Денежные обязательства, векселя и проч., продолжаются и с преступниками или их правопреемниками. Преступление всегда есть преступление лица, и виновник за него судится, но кредит за это ничем не отвечает, и кредит сюда втягиваем быть не может. А касса есть кредит, и только. Совершенно отвратительно, если правление ее допустило себе делать неправильные выдачи из кассы, благотворить, напр., политическим. У нас это распространено для приобретения себе радикальной репутации и, по лживому, тунеядному характеру русских, обычно относится на чужой счет. ‘Я радикал: и прошу вас уплатить пять рублей такому-то политическому, пострадавшему при таком-то случае’. Радикалу — честь, мне — платеж. Никогда нельзя было предполагать, чтобы такая чепуха делалась в кассе взаимопомощи литераторов и ученых. Если же она делалась, то пусть кто это делал за это и будет привлечен к ответственности. Кассе, как взаимному обязательству между собою литераторов, просто до этого дела нет, и она должна быть избавлена от всякого смешивания себя с такими сборами на политических, очевидно совершавшимися потихоньку. Ужасно странно: у меня, положим, потихоньку бралось по два рубля в год для каких-то мне неизвестных целей. Вдруг за это через 14 лет правительство сразу отнимает у меня 1500 рублей! Я могу ответить только криком ‘караул’, в первом случае по маленькому поводу, а во втором — по большому поводу, и притом совершенному днем и на миру!

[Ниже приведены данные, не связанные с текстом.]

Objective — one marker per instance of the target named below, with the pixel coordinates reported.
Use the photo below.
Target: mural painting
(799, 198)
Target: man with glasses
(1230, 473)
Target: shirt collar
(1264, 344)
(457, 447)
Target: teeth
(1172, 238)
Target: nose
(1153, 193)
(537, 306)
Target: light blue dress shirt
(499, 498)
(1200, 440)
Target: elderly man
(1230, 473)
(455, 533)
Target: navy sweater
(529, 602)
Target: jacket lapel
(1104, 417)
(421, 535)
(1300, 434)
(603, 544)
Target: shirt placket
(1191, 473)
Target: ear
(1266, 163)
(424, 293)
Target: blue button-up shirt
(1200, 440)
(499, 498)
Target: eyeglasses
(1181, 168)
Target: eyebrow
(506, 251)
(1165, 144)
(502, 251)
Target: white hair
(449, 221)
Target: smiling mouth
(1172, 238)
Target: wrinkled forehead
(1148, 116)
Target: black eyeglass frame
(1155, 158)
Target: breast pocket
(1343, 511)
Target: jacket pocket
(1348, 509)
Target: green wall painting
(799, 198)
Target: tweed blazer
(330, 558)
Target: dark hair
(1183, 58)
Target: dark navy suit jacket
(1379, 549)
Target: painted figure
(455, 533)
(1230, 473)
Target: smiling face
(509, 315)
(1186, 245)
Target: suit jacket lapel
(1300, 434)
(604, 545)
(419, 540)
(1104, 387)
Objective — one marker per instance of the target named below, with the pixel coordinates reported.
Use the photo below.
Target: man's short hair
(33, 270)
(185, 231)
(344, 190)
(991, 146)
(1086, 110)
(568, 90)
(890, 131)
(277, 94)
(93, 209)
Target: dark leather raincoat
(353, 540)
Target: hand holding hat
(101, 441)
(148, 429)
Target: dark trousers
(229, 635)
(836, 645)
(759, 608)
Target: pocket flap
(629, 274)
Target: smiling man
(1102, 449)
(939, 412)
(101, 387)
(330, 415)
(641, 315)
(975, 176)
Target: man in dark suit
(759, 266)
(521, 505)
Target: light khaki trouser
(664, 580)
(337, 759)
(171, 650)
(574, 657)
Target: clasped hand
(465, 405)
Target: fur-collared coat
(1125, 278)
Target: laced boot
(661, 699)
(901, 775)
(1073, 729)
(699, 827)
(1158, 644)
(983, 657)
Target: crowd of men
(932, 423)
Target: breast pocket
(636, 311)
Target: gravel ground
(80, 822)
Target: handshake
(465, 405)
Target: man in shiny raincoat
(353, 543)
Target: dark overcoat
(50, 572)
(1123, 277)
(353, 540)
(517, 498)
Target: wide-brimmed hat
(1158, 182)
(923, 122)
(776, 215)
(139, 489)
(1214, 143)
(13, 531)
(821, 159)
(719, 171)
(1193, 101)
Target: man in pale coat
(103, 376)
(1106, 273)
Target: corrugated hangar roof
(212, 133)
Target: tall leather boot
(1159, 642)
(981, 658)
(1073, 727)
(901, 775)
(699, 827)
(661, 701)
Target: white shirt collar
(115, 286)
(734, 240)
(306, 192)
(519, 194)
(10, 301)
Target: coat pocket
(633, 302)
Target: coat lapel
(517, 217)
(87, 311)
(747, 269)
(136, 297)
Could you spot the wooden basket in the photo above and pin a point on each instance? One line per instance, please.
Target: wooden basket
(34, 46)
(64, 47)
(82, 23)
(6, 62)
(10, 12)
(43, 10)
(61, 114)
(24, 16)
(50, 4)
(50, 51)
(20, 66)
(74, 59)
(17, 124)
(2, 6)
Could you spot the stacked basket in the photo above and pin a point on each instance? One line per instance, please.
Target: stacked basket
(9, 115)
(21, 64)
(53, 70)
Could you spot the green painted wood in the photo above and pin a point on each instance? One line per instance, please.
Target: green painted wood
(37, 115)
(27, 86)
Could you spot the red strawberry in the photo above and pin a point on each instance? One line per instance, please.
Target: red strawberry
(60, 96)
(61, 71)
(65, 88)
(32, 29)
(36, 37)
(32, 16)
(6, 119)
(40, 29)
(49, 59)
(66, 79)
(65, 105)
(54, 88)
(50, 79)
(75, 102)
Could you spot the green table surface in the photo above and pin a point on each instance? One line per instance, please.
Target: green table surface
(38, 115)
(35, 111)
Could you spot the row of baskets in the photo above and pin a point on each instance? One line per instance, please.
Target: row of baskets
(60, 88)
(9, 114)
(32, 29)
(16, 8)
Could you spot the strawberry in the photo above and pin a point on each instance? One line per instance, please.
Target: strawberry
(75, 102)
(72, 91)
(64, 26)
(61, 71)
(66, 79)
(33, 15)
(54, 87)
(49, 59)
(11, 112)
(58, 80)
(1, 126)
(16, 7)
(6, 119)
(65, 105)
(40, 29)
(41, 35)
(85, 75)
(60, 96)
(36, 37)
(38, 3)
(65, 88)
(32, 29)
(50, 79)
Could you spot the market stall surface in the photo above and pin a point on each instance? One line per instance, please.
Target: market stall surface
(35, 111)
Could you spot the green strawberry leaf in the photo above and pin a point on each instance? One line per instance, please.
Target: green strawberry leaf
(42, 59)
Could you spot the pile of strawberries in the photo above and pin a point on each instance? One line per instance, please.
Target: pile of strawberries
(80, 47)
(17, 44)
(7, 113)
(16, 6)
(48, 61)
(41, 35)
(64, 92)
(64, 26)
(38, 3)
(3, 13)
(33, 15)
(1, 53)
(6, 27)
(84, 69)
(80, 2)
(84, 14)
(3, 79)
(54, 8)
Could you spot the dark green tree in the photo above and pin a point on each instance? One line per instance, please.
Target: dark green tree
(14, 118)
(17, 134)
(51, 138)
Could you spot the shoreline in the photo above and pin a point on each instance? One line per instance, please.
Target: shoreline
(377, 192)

А если еще тут и ‘разрушение кассы’, то я могу кричать ‘караул’ потому, что меня обидели даже ‘со взломом’. Я пишу совершенно серьезно и совершенно серьезно говорю, что касса не могла быть закрыта иначе, как с объяснением, кто принимает на себя ее обязательства в отношении семей всех ее наличных членов. ‘Закрыть кассу’ можно было только в смысле ‘запрещения принимать в дальнейшем новых членов’, а не в смысле нарушения купленных уже прав ее действительными членами. Краюшки хлеба не вырывают.

12-летний член кассы взаимопомощи
литераторов и ученых В. Розанов

Впервые опубликовано: Новое Время. 1909. 9 авг. No 12000.